Vage bleibt jedoch die Vorstellung davon, wie es zu einer Änderung der realen Macht- und Kräfteverhältnisse kommt. Diskurse zu ändern kann dabei nur der erste Schritt sein – das Mittel zum Zweck –, um z.B. Forderungen nach einer Demokratisierung der Eigentumsverhältnisse durchzusetzen. Ohne weitergehende Aktionsformen wie gewerkschaftliche Organisationsarbeit, Streiks, Demonstrationen und zivilen Ungehorsam wird ein Bruch mit dem Status quo hingegen nicht möglich sein. Hierbei wird zugleich deutlich, wie nahe die Idee der Transformation den Überlegungen von Rosa Luxemburg zum Verhältnis von Reform und Revolution kommt. Konkrete Kämpfe für die Verbesserung der Lebensverhältnisse der Menschen sollen demnach immer mit der Perspektive auf einen grundlegenden gesellschaftlichen Wandel geführt werden.
Eine ständige Aufgabe und Herausforderung bleibt es schliesslich, die Akteure in all diesen Kämpfen für mehr Freiheit, Gleichheit und Solidarität zu verbinden und ihnen das Gemeinsame ihrer Kämpfe aufzuzeigen. Gerade hieran krankt die Linke mit ihrem ewigen Hang zur Sektiererei besonders und gerade darin liegt eine Hauptaufgabe für linke Parteien wie die JUSO und SP: Verschiedenen „transformatorischen Akteur*innen“ eine Plattform für ihre Anliegen bieten, auf die jeweils anderen Kämpfe hinweisen und darauf verbindende, politische Antworten finden und zusammen durchzusetzen.
Zum Weiterlesen:

  • Rolf Reissig: Transformation – ein spezifischer Typ sozialen Wandels. Ein analytischer und sozialtheoretischer Entwurf, in: Michael Brie (Hrsg.): Perspektiven der Transformation im Kapitalismus über ihn hinaus, Westfälisches Dampfboot, Münster 2014.

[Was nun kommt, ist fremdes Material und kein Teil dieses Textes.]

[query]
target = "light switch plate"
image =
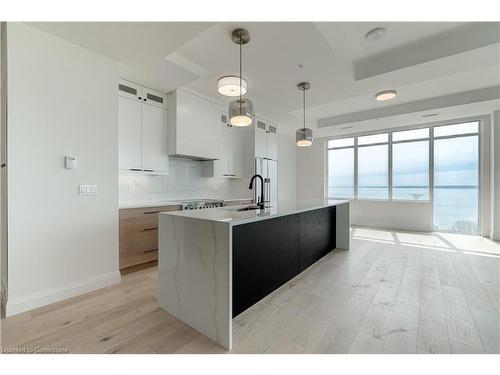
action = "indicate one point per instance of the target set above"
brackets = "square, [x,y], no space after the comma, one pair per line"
[87,190]
[69,162]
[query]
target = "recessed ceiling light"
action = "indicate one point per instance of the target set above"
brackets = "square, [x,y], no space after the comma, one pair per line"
[375,34]
[385,95]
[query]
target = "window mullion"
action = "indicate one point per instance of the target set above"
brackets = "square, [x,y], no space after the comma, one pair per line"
[355,167]
[389,172]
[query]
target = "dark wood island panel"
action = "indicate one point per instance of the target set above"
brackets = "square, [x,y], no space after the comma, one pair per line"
[268,253]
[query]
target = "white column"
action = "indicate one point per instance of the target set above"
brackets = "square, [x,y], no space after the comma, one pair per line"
[495,175]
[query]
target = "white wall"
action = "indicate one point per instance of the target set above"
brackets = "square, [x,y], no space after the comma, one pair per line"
[3,171]
[287,164]
[311,163]
[495,168]
[62,100]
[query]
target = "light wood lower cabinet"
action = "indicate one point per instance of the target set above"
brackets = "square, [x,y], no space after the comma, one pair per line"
[139,237]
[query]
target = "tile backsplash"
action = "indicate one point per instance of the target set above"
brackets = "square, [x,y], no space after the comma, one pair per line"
[185,181]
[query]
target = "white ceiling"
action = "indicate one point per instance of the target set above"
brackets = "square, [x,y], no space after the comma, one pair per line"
[419,60]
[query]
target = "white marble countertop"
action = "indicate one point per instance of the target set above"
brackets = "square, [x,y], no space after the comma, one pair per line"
[124,205]
[148,204]
[232,216]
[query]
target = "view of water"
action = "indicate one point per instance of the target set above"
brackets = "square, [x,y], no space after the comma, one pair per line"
[455,207]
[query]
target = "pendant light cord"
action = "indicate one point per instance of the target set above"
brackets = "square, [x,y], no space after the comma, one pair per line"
[240,72]
[304,102]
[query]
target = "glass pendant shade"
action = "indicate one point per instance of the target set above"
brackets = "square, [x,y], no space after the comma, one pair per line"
[241,112]
[230,86]
[304,137]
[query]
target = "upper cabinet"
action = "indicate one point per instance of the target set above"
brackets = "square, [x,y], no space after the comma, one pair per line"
[266,139]
[236,154]
[142,119]
[194,128]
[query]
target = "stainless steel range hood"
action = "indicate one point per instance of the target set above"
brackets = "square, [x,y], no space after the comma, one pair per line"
[191,157]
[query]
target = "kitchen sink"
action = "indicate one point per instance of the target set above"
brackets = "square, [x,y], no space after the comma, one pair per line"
[244,208]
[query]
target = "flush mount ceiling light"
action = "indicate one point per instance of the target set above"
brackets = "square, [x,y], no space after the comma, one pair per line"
[385,95]
[240,110]
[303,136]
[375,34]
[230,86]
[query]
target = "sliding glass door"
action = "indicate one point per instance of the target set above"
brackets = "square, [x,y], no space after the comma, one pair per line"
[456,178]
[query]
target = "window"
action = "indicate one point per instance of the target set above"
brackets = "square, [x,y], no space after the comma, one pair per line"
[341,168]
[341,173]
[438,164]
[410,170]
[373,172]
[401,165]
[456,178]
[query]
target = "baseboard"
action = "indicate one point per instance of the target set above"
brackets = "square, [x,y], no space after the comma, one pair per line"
[46,297]
[422,229]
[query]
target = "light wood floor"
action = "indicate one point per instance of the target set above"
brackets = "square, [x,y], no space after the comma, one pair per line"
[394,292]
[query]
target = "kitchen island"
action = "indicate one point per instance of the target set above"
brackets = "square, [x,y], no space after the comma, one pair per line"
[216,263]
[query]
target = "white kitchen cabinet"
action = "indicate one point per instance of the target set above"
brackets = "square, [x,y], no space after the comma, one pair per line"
[272,141]
[194,128]
[154,139]
[238,150]
[142,131]
[130,133]
[260,138]
[266,139]
[236,154]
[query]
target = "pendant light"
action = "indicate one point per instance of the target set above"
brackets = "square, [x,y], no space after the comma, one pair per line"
[303,136]
[241,110]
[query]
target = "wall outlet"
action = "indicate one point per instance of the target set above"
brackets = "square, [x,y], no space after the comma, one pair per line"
[69,162]
[87,190]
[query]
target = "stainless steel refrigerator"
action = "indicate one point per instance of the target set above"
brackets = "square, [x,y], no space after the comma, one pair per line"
[268,169]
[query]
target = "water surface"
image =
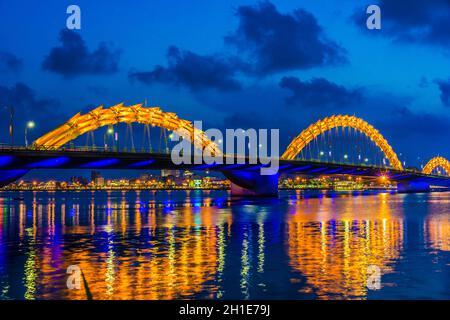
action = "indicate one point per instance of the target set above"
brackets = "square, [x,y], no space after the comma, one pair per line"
[206,245]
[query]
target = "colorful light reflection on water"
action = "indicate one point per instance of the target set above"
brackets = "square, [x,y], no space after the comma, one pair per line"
[206,245]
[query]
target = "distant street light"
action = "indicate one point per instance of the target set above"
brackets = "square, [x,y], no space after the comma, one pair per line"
[30,125]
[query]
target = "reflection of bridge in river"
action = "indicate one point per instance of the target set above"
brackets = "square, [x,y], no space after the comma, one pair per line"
[128,249]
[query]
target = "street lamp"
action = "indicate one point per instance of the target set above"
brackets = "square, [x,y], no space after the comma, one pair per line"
[29,125]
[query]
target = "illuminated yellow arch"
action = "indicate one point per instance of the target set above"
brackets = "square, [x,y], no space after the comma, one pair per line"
[314,130]
[437,162]
[100,117]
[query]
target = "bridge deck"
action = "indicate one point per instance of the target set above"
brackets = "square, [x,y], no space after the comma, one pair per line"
[28,159]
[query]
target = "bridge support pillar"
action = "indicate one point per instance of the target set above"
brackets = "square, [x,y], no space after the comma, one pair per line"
[8,176]
[252,183]
[413,187]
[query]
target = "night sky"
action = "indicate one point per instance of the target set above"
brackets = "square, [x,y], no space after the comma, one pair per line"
[279,64]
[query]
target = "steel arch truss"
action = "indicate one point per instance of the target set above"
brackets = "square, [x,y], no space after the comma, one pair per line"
[100,117]
[314,130]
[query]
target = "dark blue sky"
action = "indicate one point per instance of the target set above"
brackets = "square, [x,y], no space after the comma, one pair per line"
[279,64]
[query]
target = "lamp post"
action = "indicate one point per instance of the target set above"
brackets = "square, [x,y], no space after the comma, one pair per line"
[29,125]
[11,124]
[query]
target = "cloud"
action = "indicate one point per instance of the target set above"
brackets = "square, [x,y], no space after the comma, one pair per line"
[9,62]
[73,58]
[444,87]
[27,106]
[194,71]
[412,21]
[319,93]
[278,42]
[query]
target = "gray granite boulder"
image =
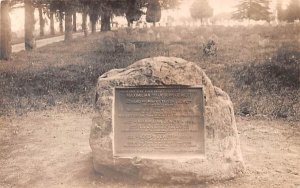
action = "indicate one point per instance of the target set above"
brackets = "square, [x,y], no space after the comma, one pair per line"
[223,159]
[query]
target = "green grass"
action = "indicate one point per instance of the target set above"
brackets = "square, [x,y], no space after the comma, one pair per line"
[257,66]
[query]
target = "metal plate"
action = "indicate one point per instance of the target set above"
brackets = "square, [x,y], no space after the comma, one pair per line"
[156,121]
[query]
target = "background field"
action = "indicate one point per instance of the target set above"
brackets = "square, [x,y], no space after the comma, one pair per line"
[257,66]
[47,98]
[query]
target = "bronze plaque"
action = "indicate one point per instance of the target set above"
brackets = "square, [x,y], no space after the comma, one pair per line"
[156,121]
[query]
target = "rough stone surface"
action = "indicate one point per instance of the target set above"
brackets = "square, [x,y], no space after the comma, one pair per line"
[223,158]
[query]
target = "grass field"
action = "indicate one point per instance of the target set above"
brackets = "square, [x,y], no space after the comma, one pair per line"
[258,66]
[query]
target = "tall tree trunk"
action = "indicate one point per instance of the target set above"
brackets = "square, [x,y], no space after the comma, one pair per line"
[29,25]
[84,21]
[61,18]
[74,22]
[93,20]
[5,31]
[52,30]
[105,21]
[42,22]
[68,25]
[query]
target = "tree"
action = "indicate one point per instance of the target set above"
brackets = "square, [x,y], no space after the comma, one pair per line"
[279,11]
[293,11]
[5,31]
[29,25]
[74,22]
[51,17]
[200,10]
[42,20]
[68,24]
[253,9]
[153,13]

  • Alex Demirović: Transformation und Ereignis. Zur Dynamik demokratischer Veränderungsprozesse der kapitalistischen Gesellschaftsformation, in: Michael Brie (Hrsg.): Futuring. Perspektiven der Transformation im Kapitalismus über ihn hinaus, Westfälisches Dampfboot, Münster 2014.

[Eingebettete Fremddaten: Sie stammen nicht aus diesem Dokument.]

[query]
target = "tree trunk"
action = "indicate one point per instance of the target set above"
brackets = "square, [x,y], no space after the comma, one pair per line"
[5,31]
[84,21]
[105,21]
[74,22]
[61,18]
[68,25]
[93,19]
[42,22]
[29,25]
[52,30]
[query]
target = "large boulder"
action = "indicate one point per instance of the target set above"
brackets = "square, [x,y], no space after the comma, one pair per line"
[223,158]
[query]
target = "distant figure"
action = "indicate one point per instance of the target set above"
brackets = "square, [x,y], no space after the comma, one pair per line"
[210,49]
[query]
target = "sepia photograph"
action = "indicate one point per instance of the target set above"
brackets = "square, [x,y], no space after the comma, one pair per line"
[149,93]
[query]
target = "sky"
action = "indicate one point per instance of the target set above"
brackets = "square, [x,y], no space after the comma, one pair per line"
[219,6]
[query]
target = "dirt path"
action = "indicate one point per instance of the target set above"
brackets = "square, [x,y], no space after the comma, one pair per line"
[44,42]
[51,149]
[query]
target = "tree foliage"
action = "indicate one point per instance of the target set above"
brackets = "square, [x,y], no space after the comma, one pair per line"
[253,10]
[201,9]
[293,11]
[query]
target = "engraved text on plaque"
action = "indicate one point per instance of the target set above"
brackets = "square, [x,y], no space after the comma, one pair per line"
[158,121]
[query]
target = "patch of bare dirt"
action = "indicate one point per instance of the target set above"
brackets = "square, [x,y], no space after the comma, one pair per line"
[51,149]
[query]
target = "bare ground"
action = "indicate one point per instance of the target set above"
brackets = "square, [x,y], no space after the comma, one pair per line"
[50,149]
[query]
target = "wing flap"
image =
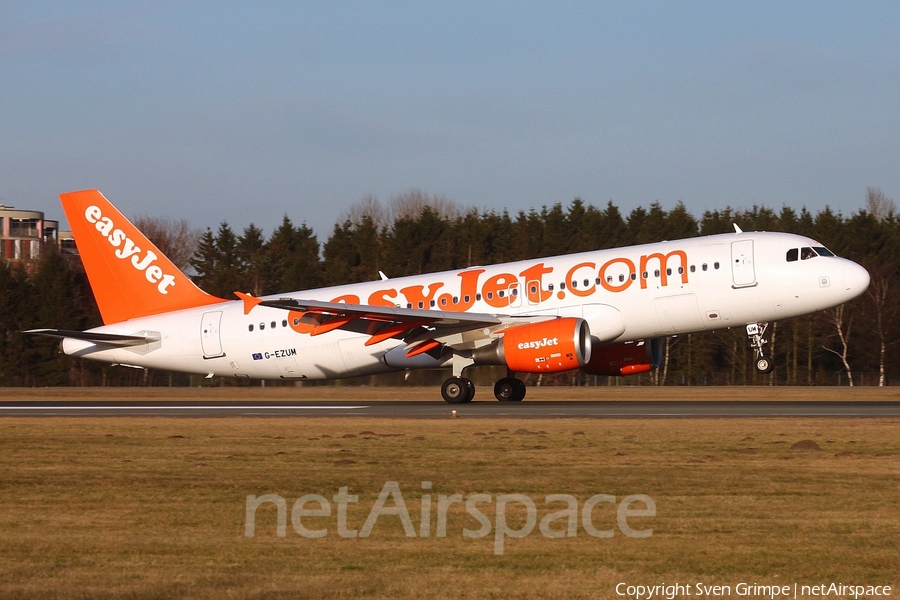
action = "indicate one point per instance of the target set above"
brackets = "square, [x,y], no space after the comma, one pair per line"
[109,339]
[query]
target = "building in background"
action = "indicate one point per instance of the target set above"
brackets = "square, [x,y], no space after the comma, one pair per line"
[24,235]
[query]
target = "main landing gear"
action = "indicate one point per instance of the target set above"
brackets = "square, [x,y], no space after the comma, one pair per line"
[459,390]
[755,332]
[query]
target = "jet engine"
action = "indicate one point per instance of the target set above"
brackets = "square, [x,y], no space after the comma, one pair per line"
[544,347]
[625,358]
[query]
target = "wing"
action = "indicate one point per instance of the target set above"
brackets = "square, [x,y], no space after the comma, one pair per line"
[422,330]
[110,339]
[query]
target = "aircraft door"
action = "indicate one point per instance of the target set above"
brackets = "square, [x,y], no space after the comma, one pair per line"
[210,334]
[515,298]
[533,292]
[742,269]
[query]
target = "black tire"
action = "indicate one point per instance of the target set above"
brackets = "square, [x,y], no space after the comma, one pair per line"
[457,390]
[509,389]
[520,390]
[505,390]
[764,365]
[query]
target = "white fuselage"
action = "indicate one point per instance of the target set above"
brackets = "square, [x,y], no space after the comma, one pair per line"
[630,293]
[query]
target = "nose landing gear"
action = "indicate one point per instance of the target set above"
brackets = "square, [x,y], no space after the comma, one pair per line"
[755,332]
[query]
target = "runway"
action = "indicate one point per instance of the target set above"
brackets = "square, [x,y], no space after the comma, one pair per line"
[474,410]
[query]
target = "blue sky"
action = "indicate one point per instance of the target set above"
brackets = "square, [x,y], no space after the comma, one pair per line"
[244,112]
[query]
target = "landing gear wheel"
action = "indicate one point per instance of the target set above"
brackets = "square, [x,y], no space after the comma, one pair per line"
[764,365]
[755,332]
[471,387]
[509,389]
[457,390]
[520,389]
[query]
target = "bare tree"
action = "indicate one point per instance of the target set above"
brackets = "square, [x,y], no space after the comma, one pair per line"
[879,206]
[369,207]
[410,205]
[838,320]
[879,293]
[176,239]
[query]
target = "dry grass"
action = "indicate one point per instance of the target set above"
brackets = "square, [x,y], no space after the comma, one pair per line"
[154,508]
[374,393]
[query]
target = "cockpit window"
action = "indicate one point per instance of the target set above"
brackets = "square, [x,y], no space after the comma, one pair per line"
[806,253]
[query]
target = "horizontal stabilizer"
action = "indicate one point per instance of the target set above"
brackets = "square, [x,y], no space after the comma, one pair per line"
[110,339]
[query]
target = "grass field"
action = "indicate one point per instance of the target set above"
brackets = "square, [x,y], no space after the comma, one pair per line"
[372,393]
[156,508]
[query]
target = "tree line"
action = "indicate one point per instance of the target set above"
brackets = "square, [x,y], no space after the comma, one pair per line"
[417,233]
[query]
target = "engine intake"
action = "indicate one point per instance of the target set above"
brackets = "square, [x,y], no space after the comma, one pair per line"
[545,347]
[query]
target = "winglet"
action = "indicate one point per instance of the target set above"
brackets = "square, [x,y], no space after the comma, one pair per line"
[250,302]
[129,276]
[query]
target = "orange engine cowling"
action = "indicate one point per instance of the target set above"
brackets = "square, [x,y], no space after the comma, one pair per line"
[546,347]
[625,358]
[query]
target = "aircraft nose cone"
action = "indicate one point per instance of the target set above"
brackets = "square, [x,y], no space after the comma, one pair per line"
[854,279]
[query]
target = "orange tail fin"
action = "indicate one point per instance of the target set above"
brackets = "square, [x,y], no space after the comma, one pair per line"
[130,277]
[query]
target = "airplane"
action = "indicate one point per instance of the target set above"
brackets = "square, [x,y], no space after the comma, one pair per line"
[605,312]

  • Erik Olin Wright: Reale Utopien. Wege aus dem Kapitalismus, Suhrkamp, Berlin 2017.

  • Rosa Luxemburg: Sozialreform oder Revolution?, Berlin 1899.

[i] Beide Male Cédric Wermuth/Pascal Zwicky: Die Zukunft gestalten! – Die SP als treibende Kraft transformatorischer Politik, in: PS Zeitung, 18/2015; Make Social Democracy Great Again, 10 Thesen zum transformatorischen Aufbruch der Sozialdemokratie, in: Widerspruch 69/2017.
[ii] Pascal Zwicky: „Mehr Demokratie“ als Ausweg aus der multiplen Krise, in: Denknetz-Jahrbuch 2015. Zerstörung und Transformation des Gemeinwesens, Edition 8, Zürich 2015.
[iii] Erik Olin Wright: Reale Utopien. Wege aus dem Kapitalismus, Suhrkamp, Berlin 2017.